Ritah Nasaazi, also a petroleum engineer, is another beneficiary of CNOOC’s scholarship program. Nasaazi, a fishmonger’s daughter in the remote Kikuube district, on the shores of Lake Albert, shared by Uganda and the Democratic Republic of the Congo, defied all odds and won a scholarship to study in China; and on return, CNOOC offered her a job.

“I was driven by the fact that it is a new industry in the country, so basically I really wanted to get involved as a woman with my background that a woman can join an engineering sector and be part of a growing sector,” Nasaazi told Xinhua in an interview in October.

Away from the high skills, Chinese engineers and technicians in different companies are passing on skills to Ugandan youth. Building, welding and road construction are all critical skills that are needed in the oil and gas sector, according to Uganda’s Ministry of Energy and Mineral Development (MEMD).
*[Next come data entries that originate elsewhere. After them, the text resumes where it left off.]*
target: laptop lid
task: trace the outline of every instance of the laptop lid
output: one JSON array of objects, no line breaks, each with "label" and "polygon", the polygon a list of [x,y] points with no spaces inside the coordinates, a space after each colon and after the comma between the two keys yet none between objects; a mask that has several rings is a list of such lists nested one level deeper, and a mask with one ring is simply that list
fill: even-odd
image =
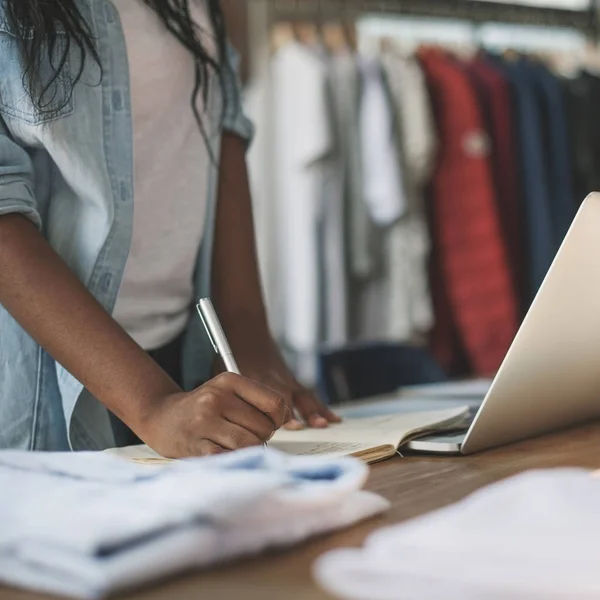
[{"label": "laptop lid", "polygon": [[469,428],[470,454],[600,418],[600,193],[583,202]]}]

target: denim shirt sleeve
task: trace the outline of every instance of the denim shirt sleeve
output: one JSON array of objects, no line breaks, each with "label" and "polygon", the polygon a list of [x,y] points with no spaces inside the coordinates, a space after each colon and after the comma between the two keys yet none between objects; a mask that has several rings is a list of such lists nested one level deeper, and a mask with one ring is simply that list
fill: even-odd
[{"label": "denim shirt sleeve", "polygon": [[242,86],[239,79],[240,60],[231,44],[227,44],[228,68],[223,70],[223,85],[228,99],[223,114],[223,129],[239,135],[248,142],[254,137],[254,126],[244,114],[242,107]]},{"label": "denim shirt sleeve", "polygon": [[14,142],[0,118],[0,216],[21,214],[41,228],[35,201],[33,166],[27,151]]}]

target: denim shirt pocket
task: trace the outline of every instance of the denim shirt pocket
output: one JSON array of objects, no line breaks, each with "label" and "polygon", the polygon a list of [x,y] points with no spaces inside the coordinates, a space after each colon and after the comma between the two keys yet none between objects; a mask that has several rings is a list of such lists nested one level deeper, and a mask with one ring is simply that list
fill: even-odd
[{"label": "denim shirt pocket", "polygon": [[[0,19],[0,114],[29,125],[42,125],[66,117],[73,112],[73,85],[70,40],[57,33],[50,47],[43,42],[40,49],[38,81],[34,103],[28,91],[28,73],[19,42],[8,23]],[[17,60],[15,60],[17,59]],[[40,110],[41,109],[41,110]]]}]

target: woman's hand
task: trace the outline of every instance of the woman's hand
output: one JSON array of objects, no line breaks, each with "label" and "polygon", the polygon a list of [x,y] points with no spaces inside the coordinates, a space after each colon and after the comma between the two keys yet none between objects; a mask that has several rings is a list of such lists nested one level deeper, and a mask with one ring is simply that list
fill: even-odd
[{"label": "woman's hand", "polygon": [[284,398],[286,408],[289,409],[284,424],[286,429],[303,429],[304,423],[309,427],[323,428],[341,421],[313,392],[296,380],[283,359],[274,361],[271,365],[248,368],[245,372],[254,381],[271,388]]},{"label": "woman's hand", "polygon": [[340,418],[300,384],[265,329],[238,324],[227,331],[233,354],[245,377],[280,394],[288,408],[286,429],[323,428]]},{"label": "woman's hand", "polygon": [[140,437],[167,458],[219,454],[267,442],[285,418],[280,394],[224,373],[189,393],[155,403]]}]

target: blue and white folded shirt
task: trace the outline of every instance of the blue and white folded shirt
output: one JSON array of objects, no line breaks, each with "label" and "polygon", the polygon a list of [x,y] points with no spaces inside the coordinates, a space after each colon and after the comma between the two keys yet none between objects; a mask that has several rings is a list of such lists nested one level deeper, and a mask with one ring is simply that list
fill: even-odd
[{"label": "blue and white folded shirt", "polygon": [[152,467],[0,452],[0,583],[102,598],[387,509],[354,459],[254,448]]}]

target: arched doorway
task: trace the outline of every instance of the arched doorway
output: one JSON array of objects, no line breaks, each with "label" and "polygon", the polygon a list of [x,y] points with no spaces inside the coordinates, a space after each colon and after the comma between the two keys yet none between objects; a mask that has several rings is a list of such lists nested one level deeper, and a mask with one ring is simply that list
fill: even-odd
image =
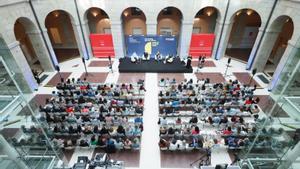
[{"label": "arched doorway", "polygon": [[267,60],[264,61],[263,71],[269,77],[272,77],[285,52],[288,41],[293,36],[294,23],[289,16],[280,16],[271,24],[270,31],[271,33],[266,37],[266,39],[269,39],[267,43],[270,50],[266,56]]},{"label": "arched doorway", "polygon": [[111,24],[107,13],[100,8],[92,7],[85,12],[85,19],[88,23],[86,31],[94,57],[115,56]]},{"label": "arched doorway", "polygon": [[111,34],[110,20],[100,8],[90,8],[86,12],[90,34]]},{"label": "arched doorway", "polygon": [[214,33],[219,12],[215,7],[205,7],[197,12],[193,23],[193,34]]},{"label": "arched doorway", "polygon": [[44,49],[41,45],[43,42],[35,36],[35,32],[37,32],[37,28],[29,19],[22,17],[16,20],[14,25],[16,40],[20,43],[21,50],[31,71],[40,74],[45,70],[41,64],[45,60],[39,59],[39,55],[43,54],[41,50]]},{"label": "arched doorway", "polygon": [[138,41],[144,41],[143,38],[147,35],[146,16],[144,12],[136,7],[127,8],[121,14],[121,21],[126,55],[131,56],[137,54],[141,56],[145,49],[142,46],[133,45],[129,39],[134,37],[137,38]]},{"label": "arched doorway", "polygon": [[241,9],[234,14],[232,21],[225,54],[247,62],[261,26],[261,17],[252,9]]},{"label": "arched doorway", "polygon": [[73,18],[63,10],[50,12],[45,20],[45,26],[59,63],[80,56],[71,21]]},{"label": "arched doorway", "polygon": [[215,41],[216,22],[219,11],[215,7],[205,7],[194,17],[189,55],[211,57]]},{"label": "arched doorway", "polygon": [[175,7],[161,10],[157,16],[158,35],[180,35],[182,13]]},{"label": "arched doorway", "polygon": [[128,35],[146,35],[146,16],[144,12],[136,7],[130,7],[122,12],[123,32]]},{"label": "arched doorway", "polygon": [[[173,35],[177,37],[177,42],[180,42],[182,19],[183,15],[178,8],[166,7],[162,9],[157,16],[157,35]],[[178,46],[180,45],[177,45],[177,48]]]}]

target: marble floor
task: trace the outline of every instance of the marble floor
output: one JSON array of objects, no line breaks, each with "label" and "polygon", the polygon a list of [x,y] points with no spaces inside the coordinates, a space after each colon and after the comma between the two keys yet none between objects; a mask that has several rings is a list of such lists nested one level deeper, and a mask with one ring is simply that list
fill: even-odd
[{"label": "marble floor", "polygon": [[[197,66],[197,60],[193,61],[193,65]],[[106,82],[106,83],[133,83],[139,79],[145,80],[145,105],[144,105],[144,131],[142,134],[141,150],[140,152],[130,152],[128,154],[115,154],[113,159],[124,160],[126,168],[141,168],[141,169],[159,169],[159,168],[191,168],[189,165],[194,160],[198,159],[201,154],[195,153],[161,153],[158,147],[159,141],[159,126],[157,124],[159,118],[158,108],[158,81],[160,78],[170,79],[175,78],[178,81],[183,79],[197,79],[211,78],[211,82],[223,82],[225,80],[238,79],[243,82],[247,82],[249,77],[236,76],[236,73],[249,74],[250,72],[245,70],[246,65],[244,63],[232,60],[231,66],[224,76],[227,58],[221,60],[207,59],[207,64],[202,69],[194,67],[195,73],[183,74],[161,74],[161,73],[119,73],[118,72],[118,60],[113,60],[113,72],[108,68],[108,59],[90,59],[86,65],[89,72],[86,79],[91,82]],[[85,76],[84,65],[81,58],[69,60],[60,64],[61,75],[63,78],[83,78]],[[56,72],[44,72],[48,78],[45,79],[40,85],[38,91],[34,93],[35,99],[38,100],[38,104],[44,104],[43,100],[55,91],[54,87],[57,82],[60,81],[60,76]],[[257,83],[261,88],[255,91],[255,95],[268,96],[267,90],[268,84],[264,84],[259,78],[254,77],[253,83]],[[75,149],[74,151],[68,151],[66,153],[66,160],[69,162],[68,166],[73,166],[78,156],[87,155],[92,157],[95,149]],[[126,157],[128,156],[128,157]],[[119,158],[119,159],[118,159]],[[138,158],[138,159],[137,159]],[[188,159],[188,160],[187,160]],[[212,151],[211,164],[223,164],[231,163],[230,155],[225,148],[218,148]]]}]

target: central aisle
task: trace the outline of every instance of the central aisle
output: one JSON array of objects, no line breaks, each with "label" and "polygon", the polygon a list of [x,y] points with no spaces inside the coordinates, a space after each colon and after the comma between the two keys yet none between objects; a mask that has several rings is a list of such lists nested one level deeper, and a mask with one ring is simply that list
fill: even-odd
[{"label": "central aisle", "polygon": [[158,82],[157,73],[146,73],[145,103],[144,103],[144,131],[141,142],[141,169],[160,168],[159,126],[158,121]]}]

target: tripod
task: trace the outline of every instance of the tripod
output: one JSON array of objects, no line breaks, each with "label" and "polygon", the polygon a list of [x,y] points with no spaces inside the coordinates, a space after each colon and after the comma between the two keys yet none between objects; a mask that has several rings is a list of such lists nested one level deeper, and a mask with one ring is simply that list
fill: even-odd
[{"label": "tripod", "polygon": [[85,58],[82,57],[81,59],[82,59],[82,63],[83,63],[84,70],[85,70],[85,76],[84,77],[87,77],[89,75],[89,73],[88,73],[87,68],[86,68]]},{"label": "tripod", "polygon": [[231,75],[227,75],[228,68],[231,67],[230,62],[231,62],[231,58],[228,58],[227,64],[226,64],[226,70],[225,70],[225,73],[224,73],[224,77],[231,76]]},{"label": "tripod", "polygon": [[210,165],[210,158],[211,158],[211,150],[209,148],[206,148],[205,154],[203,154],[199,159],[192,162],[190,166],[193,166],[193,164],[197,163],[198,161],[199,161],[198,168],[201,168],[201,166],[208,166]]}]

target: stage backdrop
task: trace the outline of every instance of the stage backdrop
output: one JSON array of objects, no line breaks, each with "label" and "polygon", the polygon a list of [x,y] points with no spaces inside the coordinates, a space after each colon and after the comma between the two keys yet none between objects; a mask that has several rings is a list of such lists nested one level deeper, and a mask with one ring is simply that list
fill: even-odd
[{"label": "stage backdrop", "polygon": [[214,34],[192,34],[189,54],[193,57],[211,57],[214,41]]},{"label": "stage backdrop", "polygon": [[142,56],[146,51],[153,58],[157,51],[162,56],[177,55],[177,38],[176,36],[160,36],[160,35],[131,35],[126,36],[126,51],[130,57],[134,52],[138,56]]},{"label": "stage backdrop", "polygon": [[115,56],[114,44],[111,34],[90,34],[93,54],[97,58]]}]

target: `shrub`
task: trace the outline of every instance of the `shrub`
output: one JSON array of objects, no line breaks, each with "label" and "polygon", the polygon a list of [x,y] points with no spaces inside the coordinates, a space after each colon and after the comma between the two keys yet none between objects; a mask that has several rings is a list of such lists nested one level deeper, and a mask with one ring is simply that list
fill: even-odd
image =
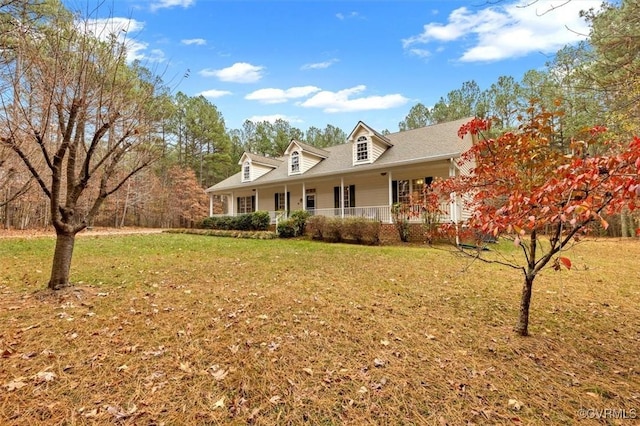
[{"label": "shrub", "polygon": [[271,216],[269,212],[257,211],[251,213],[251,229],[254,231],[265,231],[271,224]]},{"label": "shrub", "polygon": [[296,223],[292,219],[284,219],[278,222],[278,236],[280,238],[293,238],[296,234]]},{"label": "shrub", "polygon": [[311,216],[311,213],[305,210],[295,210],[291,212],[289,220],[293,222],[296,236],[304,235],[307,219]]},{"label": "shrub", "polygon": [[342,241],[342,228],[342,219],[337,217],[327,218],[322,239],[334,243]]},{"label": "shrub", "polygon": [[325,216],[311,216],[307,219],[306,229],[311,238],[314,240],[322,240],[324,238],[324,228],[327,223]]},{"label": "shrub", "polygon": [[268,212],[257,211],[240,216],[207,217],[200,222],[199,227],[225,231],[265,231],[270,223],[271,218]]},{"label": "shrub", "polygon": [[395,203],[391,206],[391,217],[398,231],[400,241],[406,243],[409,241],[409,208],[406,204]]}]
Mbangaye is optimistic that as he continues to acquire more knowledge and skills from his Chinese counterparts, he will pass on the skills to Ugandans.

CNOOC and France’s TotalEnergies in February announced the Final Investment Decision (FID) to start commercial production in Uganda. FID is the detailed plan that an oil company will follow to develop an oil field.

The 10-billion-U.S.-dollar project, according to the MEMD, includes the development of the oil wells and the construction of a crude oil pipeline that will transport the oil from the wells in the Albertine Graben in western Uganda to the Tanzanian seaport of Tanga. The 1,445-km pipeline, estimated to cost 3.55 billion dollars, will be the world’s longest-heated pipeline. The first oil is expected in 2025 after completion of construction in the next four years, according to the energy ministry. The project will generate about 160,000 jobs besides provisions of goods and services.

Uganda in 2006 discovered 6.5 billion barrels of oil, of which 1.4 billion barrels are commercially viable, according to the MEMD.